Clinton, like all presidents, had some top-notch advisers, including some thoughtful advisers on military and foreign affairs. But he is quintessentially a temporizer, one who always has had difficulty reaching a conclusion and sticking to it, and not someone who was terribly interested in either preserving our military power or using it effectively in world affairs. He'd much rather talk one on one with world leaders, persuaded he could convince them to do what he wanted by the concerted application of charm.

Talk and compromise -- not clear moral principles and the will to do whatever is needed to support them -- were the hallmarks of the Clinton administration, reflecting the person at the top. Nothing Clinton says now can change that, though he still evinces conviction that he can talk us into anything -- just as he thought he could when he denied point blank having had anything to do with Monica Lewinsky.

Clinton always has been the one who, caught in a compromising position, would disarmingly ask, as the parody has it, "what are you going to believe, me or your own eyes?" His instinct for lying, even under oath, earned him the second presidential impeachment in American history.

Contrast Bill Clinton and George W. Bush. Consider, for example, their different approaches to Yasser Arafat.

The Clintons cozy relationship with the Arafats was symbolized by Mrs. Clinton's embrace of Mrs. Arafat -- on stage immediately after a speech by Mrs. Arafat condemning Israel. President Clinton's relationship, though less picturesque, was no less close. Arafat was the world leader Clinton met with most often. Clinton was certain he could talk Arafat into making peace in the Middle East -- and secure Clinton's legacy. Clinton invited Arafat and Israel's Prime Minister Ehud Barak to the now infamous Camp David summit meeting of 2000. He pressured Barak to offer heroic compromises, only to have Arafat at the last minute turn to intifada to try to get more. In the end, Clinton's charm wasn't enough.

President Bush, in sharp distinction, saw Arafat as a terrorist and refused to meet with him unless he renounced the destruction of Israel as a goal and terror against civilians as a means. Bush, not Clinton, assured Israel of our full support against terrorism and meant it.

Clinton realizes that history's judgments often are shaped as much by what is written in the aftermath of an event as they are by the facts of the event. The Kennedy family relentlessly spun the myth of Camelot to turn a failed presidency into the fantasy of an American Renaissance. Having long modeled himself after JFK (minus the fashionable, universally admired, classy wife), Clinton now seeks to redefine his presidency -- and pave the way for his ultimate revenge: Hillary in office for "Clinton, Act Three."

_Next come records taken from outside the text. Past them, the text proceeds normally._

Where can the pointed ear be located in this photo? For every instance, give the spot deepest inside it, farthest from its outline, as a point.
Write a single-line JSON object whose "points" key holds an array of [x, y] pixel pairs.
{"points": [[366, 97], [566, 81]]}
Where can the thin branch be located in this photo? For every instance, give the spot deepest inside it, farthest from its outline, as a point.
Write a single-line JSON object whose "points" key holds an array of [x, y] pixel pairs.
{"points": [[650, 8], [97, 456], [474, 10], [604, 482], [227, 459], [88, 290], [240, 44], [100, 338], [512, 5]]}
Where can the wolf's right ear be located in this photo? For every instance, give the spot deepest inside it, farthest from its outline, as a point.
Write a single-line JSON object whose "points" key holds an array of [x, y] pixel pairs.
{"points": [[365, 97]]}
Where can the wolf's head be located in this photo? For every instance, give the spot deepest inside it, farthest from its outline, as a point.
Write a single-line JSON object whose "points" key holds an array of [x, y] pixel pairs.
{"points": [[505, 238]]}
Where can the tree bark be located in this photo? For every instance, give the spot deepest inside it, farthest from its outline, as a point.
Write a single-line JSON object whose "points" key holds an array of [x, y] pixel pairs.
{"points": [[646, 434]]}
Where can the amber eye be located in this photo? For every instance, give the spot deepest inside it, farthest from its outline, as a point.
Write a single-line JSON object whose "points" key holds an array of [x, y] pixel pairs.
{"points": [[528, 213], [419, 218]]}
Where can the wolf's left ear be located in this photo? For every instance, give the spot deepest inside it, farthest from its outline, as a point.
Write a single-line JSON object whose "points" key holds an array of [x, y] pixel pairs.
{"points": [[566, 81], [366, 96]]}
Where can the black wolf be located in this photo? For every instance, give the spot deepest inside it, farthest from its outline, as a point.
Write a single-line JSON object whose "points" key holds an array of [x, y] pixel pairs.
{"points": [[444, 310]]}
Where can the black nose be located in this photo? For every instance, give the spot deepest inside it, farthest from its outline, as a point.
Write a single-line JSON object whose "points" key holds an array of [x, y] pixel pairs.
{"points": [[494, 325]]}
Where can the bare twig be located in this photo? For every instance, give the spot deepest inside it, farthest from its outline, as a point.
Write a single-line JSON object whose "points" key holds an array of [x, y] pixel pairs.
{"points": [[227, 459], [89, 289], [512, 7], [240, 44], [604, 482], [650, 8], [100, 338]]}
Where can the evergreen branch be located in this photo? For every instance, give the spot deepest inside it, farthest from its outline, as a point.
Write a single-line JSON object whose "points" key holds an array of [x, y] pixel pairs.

Presidents often find it hard to leave the stage. The day of Bush's first inauguration, Clinton lingered for hours at Andrews Air Force base trying to hang on to the attention he had so enjoyed as president. He still seeks the limelight.

But desperation to be noticed after leaving office, to have the respect and affection Clinton craves, isn't a substitute for doing the right thing when in office -- any more than lies are a substitute for honesty, or indecision a suitable alternative to moral courage.

On the golf course, Bill Clinton is known for his dislike of playing his ball where it lies, scoring honestly, and taking his lumps as the rest of us duffers must. He makes his own score, always a good deal better than the real number.

Someone else should be trusted to do the scoring when it comes to Clinton's time in office. In the history books, he deserves to be counted as the President who did not protect us against Al Qaeda, who left the impression they could attack us without penalty, whose wasted opportunities contributed to the travesty of 9/11.

Tough talk now should not be allowed to obscure that fact. Lies now should not go unanswered.